In 1916 he was associated with the United Railways Company of St. Louis, and 1926 he was general counsel for the St. Louis Chamber of Commerce. In that year also he was active in a drive to exchange the uses of the Eads Bridge with the Municipal Bridge, putting railroads on the former and ending vehicular tolls on the latter.

Arnold, as chairman of the St Louis Election Board, was attacked by ex-Governor Joseph W. Folk in July 1918 for what Folk said was his activity on behalf of Folk's opponent for the Democratic nomination for senator, Xenophon P. Wilfley.

Arnold proposed to the Missouri State Legislature in 1919 that voter registration be made permanent instead of expiring every four years.

He was chairman of The Missouri Bar in 1922.

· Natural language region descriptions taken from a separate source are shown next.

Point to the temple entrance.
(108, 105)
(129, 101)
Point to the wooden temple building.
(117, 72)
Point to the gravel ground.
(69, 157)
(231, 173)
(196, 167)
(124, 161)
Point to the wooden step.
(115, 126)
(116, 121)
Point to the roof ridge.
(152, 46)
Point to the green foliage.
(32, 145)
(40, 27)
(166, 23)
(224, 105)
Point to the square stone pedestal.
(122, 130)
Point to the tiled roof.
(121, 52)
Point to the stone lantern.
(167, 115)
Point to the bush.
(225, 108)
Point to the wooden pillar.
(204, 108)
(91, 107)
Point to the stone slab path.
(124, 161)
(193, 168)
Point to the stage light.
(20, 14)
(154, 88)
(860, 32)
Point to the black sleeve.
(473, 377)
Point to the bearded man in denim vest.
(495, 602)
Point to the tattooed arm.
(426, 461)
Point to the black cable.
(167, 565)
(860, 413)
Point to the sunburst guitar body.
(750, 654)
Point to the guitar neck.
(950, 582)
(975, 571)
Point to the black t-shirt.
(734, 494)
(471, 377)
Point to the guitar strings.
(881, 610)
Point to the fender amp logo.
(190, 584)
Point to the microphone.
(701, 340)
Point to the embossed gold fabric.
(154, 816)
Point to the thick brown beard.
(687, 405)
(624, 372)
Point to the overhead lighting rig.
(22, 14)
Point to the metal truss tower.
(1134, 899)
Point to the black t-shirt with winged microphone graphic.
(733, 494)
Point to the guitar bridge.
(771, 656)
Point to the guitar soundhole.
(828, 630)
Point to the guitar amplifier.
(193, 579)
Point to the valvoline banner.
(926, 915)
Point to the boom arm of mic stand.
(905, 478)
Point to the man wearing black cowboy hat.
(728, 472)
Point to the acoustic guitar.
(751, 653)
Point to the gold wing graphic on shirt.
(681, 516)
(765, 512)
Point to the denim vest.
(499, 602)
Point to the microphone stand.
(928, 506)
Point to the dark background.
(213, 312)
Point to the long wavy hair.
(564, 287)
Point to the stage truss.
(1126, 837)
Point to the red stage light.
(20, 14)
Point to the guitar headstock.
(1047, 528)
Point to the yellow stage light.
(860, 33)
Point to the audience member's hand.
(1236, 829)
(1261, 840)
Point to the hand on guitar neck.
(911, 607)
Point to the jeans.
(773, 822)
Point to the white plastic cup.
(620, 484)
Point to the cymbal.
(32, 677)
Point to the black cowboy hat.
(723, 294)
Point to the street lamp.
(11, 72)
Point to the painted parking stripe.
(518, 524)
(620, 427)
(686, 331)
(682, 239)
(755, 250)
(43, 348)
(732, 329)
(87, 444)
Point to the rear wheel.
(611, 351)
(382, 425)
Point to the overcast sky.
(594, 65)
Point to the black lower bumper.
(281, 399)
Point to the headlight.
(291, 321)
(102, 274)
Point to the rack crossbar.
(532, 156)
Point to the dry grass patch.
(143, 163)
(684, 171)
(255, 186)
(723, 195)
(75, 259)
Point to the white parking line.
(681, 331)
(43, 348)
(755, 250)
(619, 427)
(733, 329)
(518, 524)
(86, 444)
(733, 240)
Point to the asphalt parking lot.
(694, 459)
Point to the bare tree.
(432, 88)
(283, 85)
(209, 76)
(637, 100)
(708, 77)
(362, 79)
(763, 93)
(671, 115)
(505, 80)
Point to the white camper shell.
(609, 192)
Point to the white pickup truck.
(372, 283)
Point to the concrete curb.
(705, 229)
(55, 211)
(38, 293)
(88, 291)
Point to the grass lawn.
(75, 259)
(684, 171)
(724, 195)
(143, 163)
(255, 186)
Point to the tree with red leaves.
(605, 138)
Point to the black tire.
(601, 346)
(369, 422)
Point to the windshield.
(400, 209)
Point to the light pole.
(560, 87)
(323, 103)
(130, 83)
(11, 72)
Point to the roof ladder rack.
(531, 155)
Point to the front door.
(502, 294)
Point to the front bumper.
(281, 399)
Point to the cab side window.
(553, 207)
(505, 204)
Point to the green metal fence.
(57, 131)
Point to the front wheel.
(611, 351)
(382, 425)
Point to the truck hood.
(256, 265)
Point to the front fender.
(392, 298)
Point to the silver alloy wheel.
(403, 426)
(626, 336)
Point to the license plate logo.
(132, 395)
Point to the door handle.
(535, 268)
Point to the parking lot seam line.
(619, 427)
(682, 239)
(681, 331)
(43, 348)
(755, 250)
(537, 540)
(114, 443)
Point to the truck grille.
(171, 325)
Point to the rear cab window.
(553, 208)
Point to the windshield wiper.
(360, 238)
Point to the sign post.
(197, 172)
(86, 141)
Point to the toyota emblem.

Arnold was elected a probate judge in 1934 and put into effect rules to provide additional safeguards for estates under his jurisdiction. He was re-elected in 1938 and remained in office until February 1954, when he retired.

===Divorce court===

In Arnold's first year as a divorce court judge, he was interviewed in December 1915 by St. Louis Post-Dispatch writer and illustrator Marguerite Martyn. He denied a rumor that he was depressed by his work but offered his opinion that the divorce courts "are farce, a joke," adding:

No, I don’t mean the cases. They are for the most part just disgusting and revolting. I am ashamed of the laws that govern our procedures. Why, the divorce court is a school for perjury. You will hear more perjury in one divorce suit than in any other dozen civil cases!

He advocated divorces that could simply be granted if the opposing party did not object.